Turn heat to low and
Add:
1 1/2 C Ketchup
2T tomato paste (was planning to do 2 cups ketchup but ran out)
1/2 C brown mustard
1/2C molasses
1 1/2C dark brown sugar
2T worchhestire sauce
1/4C apple cider vinegar
1/4C pineapple juice
1/4C orange juice(with pulp but prob doesnt matter)
1/4C apple juice
2 nibs of bourbon(i used jim bean)
coarse ground fresh black pepper (didnt measure but pribably about a tablespoon)

Simmer slowly over low heat so as not to burn for about 1 1/2-2 hours.
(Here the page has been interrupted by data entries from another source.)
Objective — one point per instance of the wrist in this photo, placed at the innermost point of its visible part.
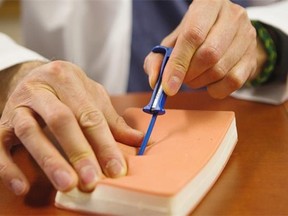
(10, 77)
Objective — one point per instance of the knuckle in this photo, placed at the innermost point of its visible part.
(194, 36)
(217, 73)
(60, 117)
(209, 55)
(76, 156)
(4, 167)
(180, 65)
(61, 71)
(24, 127)
(239, 12)
(47, 162)
(234, 82)
(91, 119)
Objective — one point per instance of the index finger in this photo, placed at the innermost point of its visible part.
(194, 29)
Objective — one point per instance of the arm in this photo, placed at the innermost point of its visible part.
(220, 53)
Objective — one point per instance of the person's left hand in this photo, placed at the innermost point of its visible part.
(214, 47)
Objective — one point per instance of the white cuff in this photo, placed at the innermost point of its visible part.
(11, 53)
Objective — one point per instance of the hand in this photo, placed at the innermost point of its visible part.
(79, 114)
(214, 46)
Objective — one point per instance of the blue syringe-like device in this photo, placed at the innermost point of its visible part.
(158, 98)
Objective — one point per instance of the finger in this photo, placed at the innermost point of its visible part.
(229, 23)
(193, 33)
(64, 126)
(27, 129)
(10, 174)
(152, 65)
(96, 117)
(242, 41)
(153, 61)
(97, 132)
(235, 78)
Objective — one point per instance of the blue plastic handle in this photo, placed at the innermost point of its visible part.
(158, 98)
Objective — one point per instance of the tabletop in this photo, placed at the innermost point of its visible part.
(254, 181)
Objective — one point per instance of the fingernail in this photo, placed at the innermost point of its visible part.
(62, 179)
(17, 186)
(173, 84)
(88, 175)
(115, 169)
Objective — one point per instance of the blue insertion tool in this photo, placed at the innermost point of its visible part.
(158, 98)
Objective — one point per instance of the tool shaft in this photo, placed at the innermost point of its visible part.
(147, 135)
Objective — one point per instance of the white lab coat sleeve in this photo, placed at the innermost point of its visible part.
(11, 53)
(275, 92)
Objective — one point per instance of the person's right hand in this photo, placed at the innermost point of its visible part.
(78, 112)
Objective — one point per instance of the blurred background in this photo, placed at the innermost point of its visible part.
(10, 19)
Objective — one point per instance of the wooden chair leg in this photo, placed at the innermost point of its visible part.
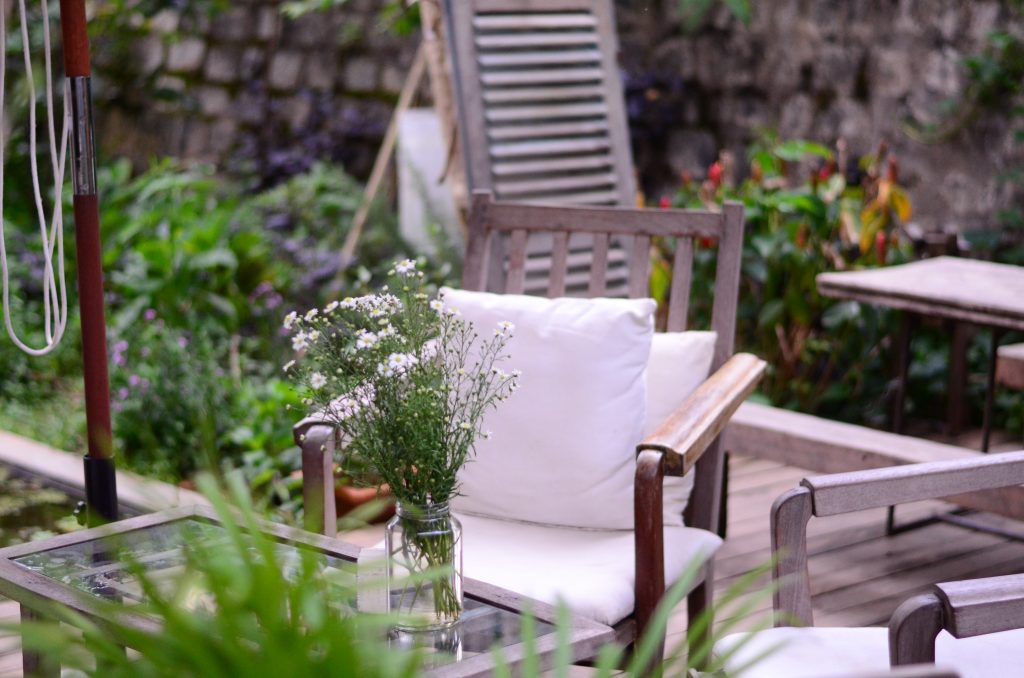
(698, 605)
(912, 630)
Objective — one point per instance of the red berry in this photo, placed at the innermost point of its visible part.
(715, 173)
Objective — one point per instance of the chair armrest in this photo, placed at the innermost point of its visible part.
(842, 493)
(317, 441)
(978, 606)
(965, 608)
(690, 429)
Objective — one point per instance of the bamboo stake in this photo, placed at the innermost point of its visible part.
(383, 158)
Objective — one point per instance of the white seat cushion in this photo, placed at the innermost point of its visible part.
(562, 450)
(592, 570)
(820, 652)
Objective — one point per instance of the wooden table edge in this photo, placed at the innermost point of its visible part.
(921, 305)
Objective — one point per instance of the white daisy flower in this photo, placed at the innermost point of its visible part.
(397, 364)
(366, 340)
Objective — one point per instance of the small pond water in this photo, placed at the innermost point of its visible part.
(31, 510)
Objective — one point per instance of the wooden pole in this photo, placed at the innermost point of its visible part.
(100, 484)
(383, 157)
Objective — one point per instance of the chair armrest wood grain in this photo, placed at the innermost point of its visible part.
(691, 428)
(842, 493)
(974, 607)
(965, 608)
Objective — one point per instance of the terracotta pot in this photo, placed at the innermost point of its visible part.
(347, 498)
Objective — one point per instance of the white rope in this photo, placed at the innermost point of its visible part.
(54, 285)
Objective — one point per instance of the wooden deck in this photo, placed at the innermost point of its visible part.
(858, 575)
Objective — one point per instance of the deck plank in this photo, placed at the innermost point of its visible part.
(858, 575)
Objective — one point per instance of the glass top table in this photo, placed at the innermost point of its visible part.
(84, 569)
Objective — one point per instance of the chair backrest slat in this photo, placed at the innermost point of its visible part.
(559, 264)
(679, 293)
(599, 266)
(516, 277)
(579, 238)
(639, 265)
I increased heat very slowly and reached a simmer about an hour in and then simmered stirring frequently until reduced and thickened to my liking.

Added 1/2tsp of liquid smoke at the very end.

I think it turned out smack yo momma good! Will be going on some ribs here shortly. If you try it please let me know what you think.


----------



## pigglywiggly (Mar 22, 2014)

Oh, forgot to add that near te end i used an immersion blender to smooth it out a bit. A fiod processor etc would do the job as well.


----------